A Question of Tone
For three centuries, the violins built in the northern Italian town of Cremona have been regarded as the finest ever made. The instruments of Antonio Stradivari and of his younger contemporary Giuseppe Guarneri, known as "del Gesù", are spoken of with a reverence accorded to few other manufactured objects; the best examples change hands for several million pounds, and generations of players have insisted that their sound possesses a warmth, a carrying power and an expressive range that no later maker has been able to equal. The conviction that these instruments are not merely very good but uniquely and irreproducibly excellent has hardened, over time, into something close to an article of faith.
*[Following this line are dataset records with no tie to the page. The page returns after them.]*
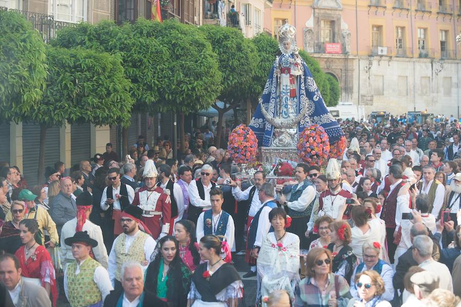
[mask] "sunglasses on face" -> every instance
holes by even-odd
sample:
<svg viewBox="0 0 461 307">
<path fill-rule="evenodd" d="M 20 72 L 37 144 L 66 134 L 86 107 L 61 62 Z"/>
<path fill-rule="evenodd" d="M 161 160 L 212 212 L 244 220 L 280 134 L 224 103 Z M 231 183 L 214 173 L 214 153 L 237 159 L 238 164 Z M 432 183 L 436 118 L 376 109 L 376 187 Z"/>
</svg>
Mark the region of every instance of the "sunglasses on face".
<svg viewBox="0 0 461 307">
<path fill-rule="evenodd" d="M 373 285 L 371 283 L 362 283 L 361 282 L 357 283 L 357 288 L 361 288 L 362 286 L 365 286 L 366 289 L 369 289 L 371 288 L 371 286 Z"/>
<path fill-rule="evenodd" d="M 318 267 L 321 267 L 322 266 L 322 264 L 323 264 L 323 262 L 325 262 L 325 264 L 328 265 L 331 263 L 331 261 L 329 259 L 326 259 L 325 260 L 318 260 L 316 261 L 316 264 L 317 264 Z"/>
</svg>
Naturally, such a belief has invited explanation. If the old Cremonese violins really do sound better than anything made since, then something about how they were made, or what they were made from, must account for it, and a long line of investigators has set out to find that something. Some have pointed to the varnish, suspecting a lost recipe whose ingredients shaped the vibration of the wood. Others have looked to the timber itself. One widely discussed proposal held that the spruce used for the soundboards grew during an unusually cold spell in European history, a stretch of long winters and cool summers that would have slowed the trees' growth and produced wood that was exceptionally dense and even-grained. A different line of enquiry suggested that the makers had treated the wood with mineral salts or other chemicals, leaving a fingerprint that modern instruments lack.
None of these explanations, however, addressed a prior and more awkward question: whether the celebrated superiority was real in the first place. The difficulty is that almost everyone who plays or hears these instruments already knows what they are. A violinist handed a Stradivari worth millions, in front of an expectant audience, is hardly a neutral judge of its tone; the knowledge of what the instrument is, and what it is worth, can scarcely fail to colour the impression it makes. To test the belief properly, that knowledge would somehow have to be removed.
In 2012 a team led by an acoustics researcher and a violin maker set out to do exactly that. At an international competition they assembled a group of skilled violinists and asked them to play a selection of instruments, some old and Italian, some newly built, under conditions designed to keep the players in the dark, quite literally: the room was dimly lit, and each musician wore modified goggles that prevented them from seeing which violin they were holding. Asked to judge the instruments and to say which they would most like to take home, the players showed no consistent preference for the old over the new. On average the instrument they rated most highly was a modern one, and the violin they liked least was a Stradivari. When asked to guess whether a given instrument was old or new, they did no better than chance.
A larger study followed two years later, conducted near Paris with a group of accomplished soloists who were given far longer with the instruments, hours rather than minutes, and the chance to play them both in a rehearsal room and in a concert hall. Each soloist compared six old Italian violins, several of them by Stradivari, with six fine new ones. The outcome echoed the earlier experiment: the soloists, on the whole, preferred a new violin to the old favourites, and once again could not reliably tell which instruments were antique. A subsequent test moved the question to the audience, asking listeners seated in concert halls to compare old and new instruments played from the stage; they, too, tended to favour the newer violins, and could not dependably distinguish them from the old.
The findings were not received quietly. Critics argued that the experiments, whatever their ingenuity, could not capture everything that mattered. The number of instruments and of players involved was small; the particular violins chosen might not have been representative; and a brief comparison under test conditions, they suggested, was a poor substitute for the years a great soloist spends learning to draw the full range of sound from a fine instrument. Some maintained that the qualities setting the old instruments apart reveal themselves only across a long acquaintance, or only in the hands of the very greatest players, and that no blind trial of this kind could be expected to expose them. The researchers, for their part, did not claim that the old violins were bad, several were plainly excellent, only that no evidence had emerged that they were systematically better than the best of their modern rivals.
What the episode unsettled was not the quality of the Cremonese instruments but the assumption that their superiority was beyond question and beyond explanation. If listeners and players alike, deprived of the knowledge of what they are hearing, cannot pick out the old masters from well-made modern violins, then at least part of the instruments' fabled supremacy may lie not in the wood or the varnish but in their reputation, and in the expectations that reputation creates. The makers of Cremona were undoubtedly among the greatest craftsmen of their age; whether their finest instruments truly sound better than anything achievable today is a claim that, for all its long history, has yet to survive a fair test.